Looking back, Smart says, none of those things took place. But she allows that it’s at least possible that Flynn could have interpreted her words as a request to kill her husband.
On Aug. 1, 1990, Smart was arrested, and investigators began to build a compelling case focusing on the idea that Smart was an older woman who used her sexual wiles to entrance a teenager who became obsessed with her to such a degree that he was willing to kill for her. The jury agreed, and on March 22, 1991, convicted her of witness tampering and conspiracy to commit murder and of being an accomplice to first-degree murder. Under New Hampshire law, the accomplice conviction meant she would spend the rest of her life in prison.
As she contemplates her future, Smart has not been idle, earning two master’s degrees and working toward a doctorate in ministry. She also receives plenty of correspondence, answering each one.

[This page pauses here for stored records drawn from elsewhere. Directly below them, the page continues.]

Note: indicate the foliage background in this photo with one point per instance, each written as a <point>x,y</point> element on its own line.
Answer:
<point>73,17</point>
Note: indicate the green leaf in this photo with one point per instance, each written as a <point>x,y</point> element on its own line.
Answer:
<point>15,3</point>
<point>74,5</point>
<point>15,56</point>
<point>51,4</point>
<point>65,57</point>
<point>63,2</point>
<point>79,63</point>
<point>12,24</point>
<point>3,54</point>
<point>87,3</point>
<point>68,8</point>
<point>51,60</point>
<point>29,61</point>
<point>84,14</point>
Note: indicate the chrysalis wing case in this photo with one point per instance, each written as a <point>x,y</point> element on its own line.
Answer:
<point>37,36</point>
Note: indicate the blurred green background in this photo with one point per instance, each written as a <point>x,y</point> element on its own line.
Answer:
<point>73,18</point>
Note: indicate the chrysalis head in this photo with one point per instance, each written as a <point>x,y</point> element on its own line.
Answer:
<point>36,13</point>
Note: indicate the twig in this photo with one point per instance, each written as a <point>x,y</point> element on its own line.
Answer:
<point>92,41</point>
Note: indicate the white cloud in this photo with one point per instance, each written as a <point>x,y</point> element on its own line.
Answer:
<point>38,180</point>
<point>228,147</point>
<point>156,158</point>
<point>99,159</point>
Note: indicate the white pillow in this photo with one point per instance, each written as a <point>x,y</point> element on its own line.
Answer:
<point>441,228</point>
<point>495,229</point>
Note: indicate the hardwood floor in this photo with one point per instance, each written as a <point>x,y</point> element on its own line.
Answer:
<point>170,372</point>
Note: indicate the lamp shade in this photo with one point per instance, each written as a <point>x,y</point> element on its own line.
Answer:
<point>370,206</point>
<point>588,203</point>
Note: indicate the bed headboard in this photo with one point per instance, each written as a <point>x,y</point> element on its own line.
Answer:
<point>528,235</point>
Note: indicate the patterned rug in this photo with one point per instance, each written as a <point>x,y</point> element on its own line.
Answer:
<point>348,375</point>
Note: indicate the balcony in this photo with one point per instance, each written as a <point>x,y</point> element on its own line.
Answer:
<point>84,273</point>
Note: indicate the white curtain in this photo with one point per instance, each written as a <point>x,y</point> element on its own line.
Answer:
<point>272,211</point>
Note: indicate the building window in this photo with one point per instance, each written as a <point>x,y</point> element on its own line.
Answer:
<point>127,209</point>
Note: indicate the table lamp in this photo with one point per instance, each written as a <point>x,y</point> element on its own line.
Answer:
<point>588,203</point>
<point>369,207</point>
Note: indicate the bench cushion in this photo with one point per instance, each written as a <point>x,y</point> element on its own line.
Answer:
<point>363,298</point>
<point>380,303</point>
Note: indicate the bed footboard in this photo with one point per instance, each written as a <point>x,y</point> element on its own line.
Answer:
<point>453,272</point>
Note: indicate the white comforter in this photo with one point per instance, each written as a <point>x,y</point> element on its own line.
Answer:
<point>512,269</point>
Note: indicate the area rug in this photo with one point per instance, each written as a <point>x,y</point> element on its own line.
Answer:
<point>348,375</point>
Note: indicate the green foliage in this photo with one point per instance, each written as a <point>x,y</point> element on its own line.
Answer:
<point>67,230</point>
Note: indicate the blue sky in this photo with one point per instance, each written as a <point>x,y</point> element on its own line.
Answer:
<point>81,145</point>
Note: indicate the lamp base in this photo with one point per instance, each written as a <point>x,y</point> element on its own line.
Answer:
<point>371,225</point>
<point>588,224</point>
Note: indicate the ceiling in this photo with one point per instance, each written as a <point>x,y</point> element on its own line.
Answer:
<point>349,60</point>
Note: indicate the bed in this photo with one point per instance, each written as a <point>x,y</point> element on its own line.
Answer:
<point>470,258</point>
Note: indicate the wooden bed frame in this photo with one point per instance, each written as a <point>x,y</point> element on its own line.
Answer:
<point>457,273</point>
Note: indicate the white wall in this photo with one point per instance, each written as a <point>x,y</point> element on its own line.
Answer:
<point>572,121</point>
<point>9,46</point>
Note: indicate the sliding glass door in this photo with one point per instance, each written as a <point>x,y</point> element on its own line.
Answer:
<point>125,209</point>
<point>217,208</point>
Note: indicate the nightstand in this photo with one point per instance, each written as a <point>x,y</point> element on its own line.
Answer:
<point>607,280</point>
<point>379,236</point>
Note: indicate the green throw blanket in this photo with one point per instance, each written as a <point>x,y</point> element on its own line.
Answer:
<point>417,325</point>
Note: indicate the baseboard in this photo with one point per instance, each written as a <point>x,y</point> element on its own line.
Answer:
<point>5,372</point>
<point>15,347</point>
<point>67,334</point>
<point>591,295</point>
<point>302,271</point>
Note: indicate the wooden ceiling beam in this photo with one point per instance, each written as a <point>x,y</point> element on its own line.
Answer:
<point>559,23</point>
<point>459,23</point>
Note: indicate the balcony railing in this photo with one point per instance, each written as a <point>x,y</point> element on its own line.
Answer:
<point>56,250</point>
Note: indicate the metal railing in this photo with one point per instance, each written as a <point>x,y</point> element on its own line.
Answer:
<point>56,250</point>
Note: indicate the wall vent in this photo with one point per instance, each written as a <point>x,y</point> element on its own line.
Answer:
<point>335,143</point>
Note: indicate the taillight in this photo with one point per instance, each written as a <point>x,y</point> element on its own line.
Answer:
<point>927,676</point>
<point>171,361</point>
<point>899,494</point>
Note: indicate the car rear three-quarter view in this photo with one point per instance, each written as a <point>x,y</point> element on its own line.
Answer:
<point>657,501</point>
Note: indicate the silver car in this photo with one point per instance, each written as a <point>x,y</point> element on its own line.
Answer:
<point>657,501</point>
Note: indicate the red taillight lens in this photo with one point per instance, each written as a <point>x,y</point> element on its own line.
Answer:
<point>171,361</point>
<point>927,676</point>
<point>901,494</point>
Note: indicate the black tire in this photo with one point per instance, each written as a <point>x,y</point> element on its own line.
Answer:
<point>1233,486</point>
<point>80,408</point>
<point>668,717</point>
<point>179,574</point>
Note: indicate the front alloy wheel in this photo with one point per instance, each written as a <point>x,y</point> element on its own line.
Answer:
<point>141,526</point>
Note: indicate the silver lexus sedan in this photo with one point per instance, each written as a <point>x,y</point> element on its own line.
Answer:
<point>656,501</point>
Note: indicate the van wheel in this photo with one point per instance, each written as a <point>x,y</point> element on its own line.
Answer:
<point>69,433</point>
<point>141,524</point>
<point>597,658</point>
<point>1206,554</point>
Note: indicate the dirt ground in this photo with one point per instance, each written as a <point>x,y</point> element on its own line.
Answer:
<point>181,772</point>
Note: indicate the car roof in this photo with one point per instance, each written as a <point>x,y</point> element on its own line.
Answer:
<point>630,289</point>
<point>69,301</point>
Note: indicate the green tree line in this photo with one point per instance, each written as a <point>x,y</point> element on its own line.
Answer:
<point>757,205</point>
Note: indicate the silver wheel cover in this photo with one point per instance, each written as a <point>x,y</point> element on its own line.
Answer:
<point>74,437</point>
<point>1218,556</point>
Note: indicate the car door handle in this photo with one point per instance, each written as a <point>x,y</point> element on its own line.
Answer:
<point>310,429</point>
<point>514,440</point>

But she does admit to becoming angry at times as she envisions her former accomplices enjoying their freedom. Smart says she’d be lying if she admitted to orchestrating her husband’s murder, but is willing to acknowledge an indirect role
Now, she says, “I do feel responsible for my husband’s death. … When I think about it, I say that all of this is my fault. Had I not made that initial, horrible decision (to have an affair) nothing would have happened.”